34 proteins showed significant differences in expression levels due to treatment, sex, or hippocampal location among 234 peptides initially detected; and displayed significant protein-protein interaction (PPI), indicating main functional relationship to LTP/LTD pathways and memory.

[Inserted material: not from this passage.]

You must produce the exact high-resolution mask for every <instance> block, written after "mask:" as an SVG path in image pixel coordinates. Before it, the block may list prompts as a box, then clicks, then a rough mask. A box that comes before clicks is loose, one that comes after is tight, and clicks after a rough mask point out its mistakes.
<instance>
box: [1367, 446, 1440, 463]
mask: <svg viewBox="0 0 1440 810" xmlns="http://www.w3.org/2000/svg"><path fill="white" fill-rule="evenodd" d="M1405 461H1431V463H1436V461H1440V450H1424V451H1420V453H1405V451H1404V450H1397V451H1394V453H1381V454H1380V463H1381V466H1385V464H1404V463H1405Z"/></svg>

Thus, 14 proteins related to synaptic-plasticity and/or AD were further studied, showing that most modulated glycogen synthase kinase-3β (GSK-3β), a protein widely involved in synaptic-plasticity induction threshold regulation towards LTD. Accordingly, hippocampal GSK-3β was found to be overactivated in AD-like amyloidosis mice.
We show for the first-time specific sex-dependent synaptic-plasticity proteome changes in dorsal/ventral hippocampi that modulate GSK-3β activity. These findings provide new insight into the early amyloidosis pathogenesis in AD and offer valuable, unique proteomic phenotypes as potential biomarkers and targets for early diagnosis and therapy in both sexes.
可溶性淀粉样蛋白-β寡聚体(oAβ)诱导的海马功能障碍是阿尔茨海默病(AD)的早期神经病理学标志。oAβ改变海马突触可塑性诱导阈值,促进长时程抑制(LTD)而非长时程增强(LTP,记忆的功能基础),从而导致早期AD样淀粉样变性小鼠模型出现记忆缺陷。在这方面,海马中潜在的突触可塑性/记忆蛋白质组变化的空间分布以及潜在的性别差异仍然未知。在这里,我们推测一些与突触可塑性和记忆相关的蛋白质变化可能具有性别特异性和/或特定于背侧或腹侧海马——因为这两个区域具有不同的功能和连接性——这可能为早期AD淀粉样变性干预提供性别和空间特异性蛋白质组学表型。
进行了一项创新的空间分辨率蛋白质组学研究,使用基质辅助激光解吸/电离(MALDI)成像质谱法绘制整个海马蛋白质组分布图。为此,分析了16只经脑室内注射oAβ/载体的成年雄性和雌性小鼠的大脑。使用MALDI成像RapifleXTM - MALDI - TissuetyperTM TOF/TOF质谱仪,随后进行传统串联质谱(MS/MS)以在组织上精确鉴定蛋白质。
在最初检测的234个肽段中,有34种蛋白质因处理、性别或海马位置而表现出表达水平的显著差异;并显示出显著的蛋白质 - 蛋白质相互作用(PPI),表明与LTP/LTD途径和记忆存在主要功能关系。因此,对14种与突触可塑性和/或AD相关的蛋白质进行了进一步研究,结果表明大多数蛋白质调节糖原合酶激酶 - 3β(GSK - 3β),这是一种广泛参与向LTD调节突触可塑性诱导阈值的蛋白质。相应地,发现在AD样淀粉样变性小鼠中海马GSK - 3β过度激活。
我们首次展示了背侧/腹侧海马中特定的性别依赖性突触可塑性蛋白质组变化,这些变化调节了GSK - 3β的活性。这些发现为AD早期淀粉样变性发病机制提供了新的见解,并提供了有价值的、独特的蛋白质组学表型,作为两性早期诊断和治疗的潜在生物标志物和靶点。